Falling oil prices spur diversification of industries and increased efficiency in Qatar
While Qatar is home to one of the world’s leading oil and gas sectors, the country has also been developing a thriving industrial sector in recent years. According to data from Qatar National Bank (QNB), more than half of the state’s GDP is accounted for by the non-hydrocarbons sector, with figures from the third quarter of 2014 showing industry – manufacturing, construction, electricity, gas and water – contributing 6% of nominal GDP. This may still be a small proportion, but it came on the back of 13% year-on-year (y-o-y) growth.
According to figures from QNB, manufacturing accounted for QR72bn ($19.7bn) of industry’s QR112bn ($30.7bn) total contribution to GDP in 2013, or 64%, up 9% on 2012. This segment now consists of heavy industries such as steel, petrochemicals, fertilisers and pharmaceuticals, as well as lighter machinery and engineering works. All are backed by the government’s long-standing commitment to diversify the country’s economy, and benefit from a range of incentive schemes including industrial parks and tax breaks.

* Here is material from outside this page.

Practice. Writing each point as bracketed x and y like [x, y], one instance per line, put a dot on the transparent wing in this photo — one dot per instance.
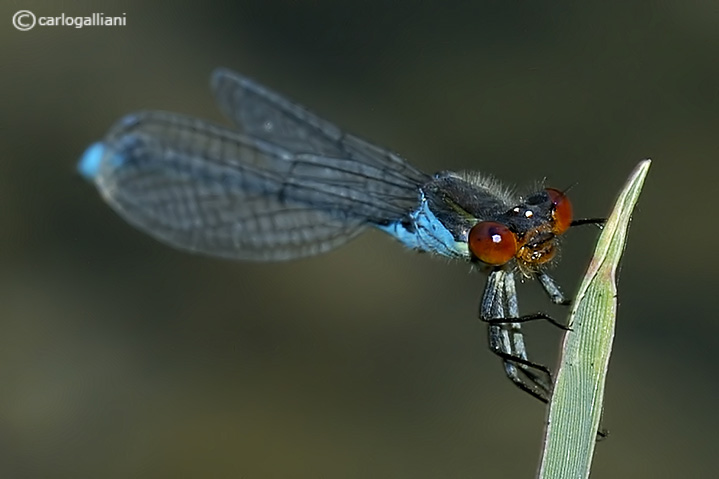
[262, 113]
[210, 189]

GOVERNMENT INVOLVEMENT: Given the range of activities within the sector and its importance to the country’s economic development, industry is overseen by several government ministries, from the Ministry of Energy and Industry (MEI) to the Ministry of Economy and Commerce, and the Ministry of Development Planning and Statistics. A series of government-linked companies and corporations are also operating, with these also usually responsible for having started up their respective industries. Indeed, until only a few decades ago the sector barely existed in Qatar, beyond a few light industrial activities in Doha and offshoots of the fast-expanding hydrocarbons sector.
One of the oldest examples of the latter is Qatar Fertiliser Company (QAFCO), which was founded in 1969 to manufacture ammonia and urea (see analysis). Qatar Petrochemical Company (QAPCO) was established in 1974, and began production of sulphur, low-density polyethylene (LLDPE) and ethylene in 1981. QAPCO’s products now also include gasoline, C3/C4 and LLDPE. Other major players include Qatar Steel Company, also set up in 1974; Qatar Fuel Additives Company (QAFAC), in 1991, which produces methanol that is primarily used as a feedstock to produce methyl tertiary butyl ether; and Qatar Aluminium, in 2007.
Many of these heavy industries were created as partnerships with international outfits – Norway’s Hydro partners with Qatalum; Kobe Steel and Tokyo Boeki partnered with Qatar Steel at its inception; QAPCO partnered with Total; and QAFCO partnered with a range of foreign entities, including Hydro. Yet the main shareholder in all of these ventures was, and still is, the Qatari government, which embarked on a major programme of diversification of the country’s economic base soon after independence in 1971. This programme underwent several evolutions until Qatar National Vision 2030 (QNV 2030), the most recent long-term economic development plan for the state. This broader vision has been broken down into a series of shorter-term plans, with the National Development Strategy 2011-2016 (NDS 2011-2016) the current edition.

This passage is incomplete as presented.